Entenderse es un verbo PRONOMINAL TAMBIÉN, el *SE* es MARCA DE PRONOMINAL
se te entiende bien= I understand you well.

SE= MARKER of pronominal
TE= IO.
bien = adverb.

Ivy294


----------



## Jellby

Yo coincido con San, en este caso se trata de una forma impersonal con "se":

"se te entiende" -> "uno te entiende" -> "te entienden" -> "la gente te entiende"

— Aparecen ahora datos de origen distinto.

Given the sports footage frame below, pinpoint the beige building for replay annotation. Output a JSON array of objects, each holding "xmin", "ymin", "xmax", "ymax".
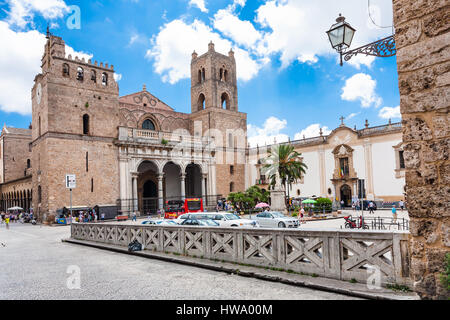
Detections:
[
  {"xmin": 0, "ymin": 34, "xmax": 404, "ymax": 219},
  {"xmin": 0, "ymin": 34, "xmax": 247, "ymax": 219},
  {"xmin": 246, "ymin": 121, "xmax": 405, "ymax": 206}
]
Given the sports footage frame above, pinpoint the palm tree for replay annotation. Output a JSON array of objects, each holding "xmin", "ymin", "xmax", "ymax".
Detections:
[{"xmin": 263, "ymin": 144, "xmax": 308, "ymax": 204}]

"Entenderse" puede ser pronominal, pero no veo cómo se combinaría con otro pronombre (el "te" en este caso):

"Te entiendes con fulanito"
"Tú y yo nos entendemos bien" (recíproco)
"Uno puede entenderse bien contigo"


----------



## Ivy29

Jellby said:


> Yo coincido con San, en este caso se trata de una forma impersonal con "se":
> 
> "se te entiende" -> "uno te entiende" -> "te entienden" -> "la gente te entiende"
> 
> "Entenderse" puede ser pronominal, pero no veo cómo se combinaría con otro pronombre (el "te" en este caso):
> 
> "Te entiendes con fulanito"
> "Tú y yo nos entendemos bien" (recíproco)
> "Uno puede entenderse bien contigo"


 
Maria Moliner
<<
¤ prnl. Saber lo que [se] dice: estar *acorde lo que alguien dice con un pensamiento definido, aunque los demás no lo vean claro: ‘No se dónde va a parar, pero él se entiende. No me preguntéis más: yo me entiendo’>>>
 
Ivy294


----------



## Bespelled

En mi opinion:

se entendia (a quien?--> a ti'=> te)-----------> se te entendia bien

"se" me parece reflesivo, "te" indirecto.


----------



## San

Bespelled said:


> En mi opinion:
> 
> se entendia (a quien?--> a ti'=> te)-----------> se te entendia bien
> 
> "se" me parece reflesivo, "te" indirecto.



No it isn't, it would be reflexive if he or she understood himself, it's not the case. Here you are a few examples (I'm not sure about all the grammatical categories, it's just a try):

Reflexive: Ni yo mismo me entiendo (I'm unable to understand my own feelings or behaviour)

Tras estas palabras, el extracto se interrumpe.